И эта возможность была весьма реальной. Двое друзей Левского, которых он надеялся повидать, уже отбывали трехлетний срок заключения в Видинской тюрьме. К тому же до турок быстро дошли слухи о появлении четы в окрестностях Карлово и о том, что сам Левский в городе. Гину вызвали в конак и подвергли перекрестному допросу. Однако мать Левского была одной из тех гордых и сильных болгарских женщин, которые не склоняют головы ни перед врагом, ни в несчастье. Выслушав угрозы мюдира, она с презрением ответила, что нет такого запти, который сумел бы поймать ее сына, а самой ей странно слышать, что у нее требуют сведений о нем: разве не турки заставили его покинуть Карлово?
Гина умела ставить турок на место. В 1840 году, когда Василу было всего три года, ей понадобилось пойти в городскую пекарню. Она хлопотала у печи, когда молодой турок похвалил ее красоту. Глубоко задетая его грубостью, она ударила его так, что вышибла зуб, и изо рта у него потекла кровь. «Иди жалуйся в конак!», — сказала она спокойно и повернулась к печи. Турок был так пристыжен, что жаловаться не стал, и поступок Гины не возымел никаких последствий.
Увидев, что Гину не запугаешь, турки решили раскинуть сеть пошире. Они подвергли допросу всех друзей Левского и прочесали не только Карлово, но и его окрестности. В Войнягово встала постоем воинская часть, изводя крестьян вопросами о Левском и требованиями прокорма. Туркам сообщили, что кто-то видел, как Левский входил в дом, где когда-то жил, и они арестовали Васила Караиванова. Несчастного парня пять месяцев таскали по тюрьмам, пока родне не удалось наконец освободить его благодаря взяткам.

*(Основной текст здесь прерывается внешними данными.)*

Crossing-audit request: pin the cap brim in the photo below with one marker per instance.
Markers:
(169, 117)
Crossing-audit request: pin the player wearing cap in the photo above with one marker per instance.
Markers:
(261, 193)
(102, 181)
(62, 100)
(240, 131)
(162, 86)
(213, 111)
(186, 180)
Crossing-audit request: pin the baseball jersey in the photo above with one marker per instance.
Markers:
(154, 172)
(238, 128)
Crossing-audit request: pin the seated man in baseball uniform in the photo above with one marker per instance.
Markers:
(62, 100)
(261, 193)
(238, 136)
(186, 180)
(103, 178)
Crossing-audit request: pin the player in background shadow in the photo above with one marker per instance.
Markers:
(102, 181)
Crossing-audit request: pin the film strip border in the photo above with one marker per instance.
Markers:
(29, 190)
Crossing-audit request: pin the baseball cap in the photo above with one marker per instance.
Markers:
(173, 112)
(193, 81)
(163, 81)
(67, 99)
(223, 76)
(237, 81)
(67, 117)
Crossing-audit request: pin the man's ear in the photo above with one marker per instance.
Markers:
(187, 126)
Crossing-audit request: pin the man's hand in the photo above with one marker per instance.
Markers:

Хитов назначил Левскому место и час, в который чета будет ждать его. И пока турки изливали свой бессильный гнев на его друзей и бывших соседей, сам он спешил, чтоб вовремя попасть куда следует. Когда же ранним утром 10 июля он оказался в условленном месте, то к своему удивлению никого там не нашел. Он протрубил в рог. Ему ответило только эхо. Товарищей не было и следа. Он снова протрубил в рог. На этот раз к нему вышел старый пастух и сказал, что чета ушла в другое место, а воевода Хитов велел ему дождаться знаменосца и проводить его. Пастух также сказал, что в окрестностях бродит шайка турок, переодетых пастухами; они устроились чуть ниже того места, где находится чета, и трубить в рог не надо. Так Левский уберегся от того, чтобы его изрешетили пулями, как дырками от оспы[50]
, как он сам заметил в позднейшем разговоре. После часа ходьбы он нашел своих товарищей, которые были очень рады снова увидеть его живым и невредимым.Оказалось, что Хитов, осматривая горы в подзорную трубу, заметил турецкого офицера; тот разговаривал с пастухами, явно не болгарами. Вечером, когда пастухи вернулись в сыроварню, Хитов отвел одного из них в сторону и узнал, что турок просил пастушью одежду для своих солдат. Хитов сказал пастухам, что конечно же они могут одолжить свою одежду туркам, если им так хочется, но пусть не жалуются, если получат ее обратно, изрешеченную пулями.